The people of Lamu use their hands to eat. Or more specifically their right hands. The food on the plate is mixed by the right hand and then a small bite is held, pinched between the fingers and the thumb. The thumb is then used as a squeegee pushing the food into the mouth from off the fingers. It is considered impolite to have the food reach beyond the fingers to the palm. Turns out there’s even an etiquette to eating with your hands. My family tried for about a week to eat with our hands. Turns out, we couldn’t do it. There were always utensils for us on the table. Eventually we all broke down and started using forks and spoons. Our hosts asked us if we ever ate with sticks. Why, of course, we exclaimed. They found it amusing we were more willing to make eating more complicated rather than less. (One of the consequences of eating with their hands is they often have a sink in their dining room. Makes for an odd decoration in the eyes of us Westerners who use forks and spoons.)

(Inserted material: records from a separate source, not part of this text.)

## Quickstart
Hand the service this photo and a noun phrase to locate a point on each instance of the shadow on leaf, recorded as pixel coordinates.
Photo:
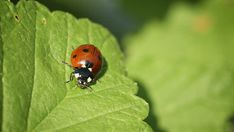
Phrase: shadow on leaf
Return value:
(152, 118)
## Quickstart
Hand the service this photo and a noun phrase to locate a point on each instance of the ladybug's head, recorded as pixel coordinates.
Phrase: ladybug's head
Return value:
(84, 77)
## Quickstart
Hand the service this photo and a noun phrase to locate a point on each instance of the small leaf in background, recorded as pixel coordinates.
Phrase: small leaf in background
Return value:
(35, 97)
(186, 69)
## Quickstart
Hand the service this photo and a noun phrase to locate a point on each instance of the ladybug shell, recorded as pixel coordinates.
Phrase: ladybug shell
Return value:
(87, 53)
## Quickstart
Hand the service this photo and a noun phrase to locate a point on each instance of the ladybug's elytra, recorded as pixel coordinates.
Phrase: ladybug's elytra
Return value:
(86, 61)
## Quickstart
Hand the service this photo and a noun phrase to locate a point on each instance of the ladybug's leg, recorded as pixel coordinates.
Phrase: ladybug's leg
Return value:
(66, 64)
(71, 77)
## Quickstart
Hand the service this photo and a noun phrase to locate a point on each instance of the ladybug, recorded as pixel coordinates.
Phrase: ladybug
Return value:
(86, 61)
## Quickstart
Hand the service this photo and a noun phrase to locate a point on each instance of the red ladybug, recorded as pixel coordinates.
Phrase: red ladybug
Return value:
(86, 61)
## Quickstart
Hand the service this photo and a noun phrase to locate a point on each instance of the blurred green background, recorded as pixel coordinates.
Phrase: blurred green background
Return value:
(181, 53)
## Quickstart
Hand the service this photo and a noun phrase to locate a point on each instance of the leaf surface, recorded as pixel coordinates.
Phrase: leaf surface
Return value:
(35, 97)
(185, 65)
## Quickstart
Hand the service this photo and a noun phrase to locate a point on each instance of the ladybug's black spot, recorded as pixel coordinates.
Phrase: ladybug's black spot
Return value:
(99, 58)
(74, 56)
(85, 50)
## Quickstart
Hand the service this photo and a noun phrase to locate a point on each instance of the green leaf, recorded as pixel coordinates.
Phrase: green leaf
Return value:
(35, 97)
(186, 69)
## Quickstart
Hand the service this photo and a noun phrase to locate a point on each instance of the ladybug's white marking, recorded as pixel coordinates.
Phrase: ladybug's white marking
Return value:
(89, 79)
(90, 69)
(77, 75)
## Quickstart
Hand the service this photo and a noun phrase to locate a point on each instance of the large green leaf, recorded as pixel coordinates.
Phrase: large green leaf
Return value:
(35, 97)
(186, 68)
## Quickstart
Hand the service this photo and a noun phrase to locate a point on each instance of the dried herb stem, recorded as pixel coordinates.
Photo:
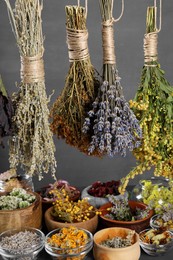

Zainab was incredibly thoughtful of my vegetarian daughter, always making a separate vegetarian dish and often a vegetarian variation of the main dish for Cat. She would even cook the vegetarian dish before the meat dish so that no meat would contaminate my daughter’s food. Few cooks are so thoughtful. When Cat got sick and unable to eat, we could see that Zainab was a bit hurt by Cat’s refusal to eat. When Cat likes her food, she’s so much fun to feed. She relishes her food. Zainab smiled from ear to ear when Cat was better and once again starting eating and complimenting the food.
One of our last meals in Lamu was one of Zainab’s finests. We had guests, eight in all, plus Zainab, Majid, and Thuweba, Sundus and Said, their kids, and the four of us. There wasn’t room at the table for all of us, so we sat on the floor with a long table cloth to define the table. There was goat stew with potatoes and chilies, rice pilau, bhajia, mandazi, greens, and my favorite pot of beans. Of course, there was milk and black teas to drink. And so much talk, in English, Swahili, and, yes, once again some German. After the meal we all sang old rock and roll songs to a guitar. The delicious foods of the Swahili cuisine had warmed our bellies, our voices, and our hearts. We were very fortunate to have Zainab introduce us to the Swahili cuisine. We were very fortunate to have her family to introduce us to Swahili culture. Thank you, Zainab, Majid, and Thuweba for all your hospitality.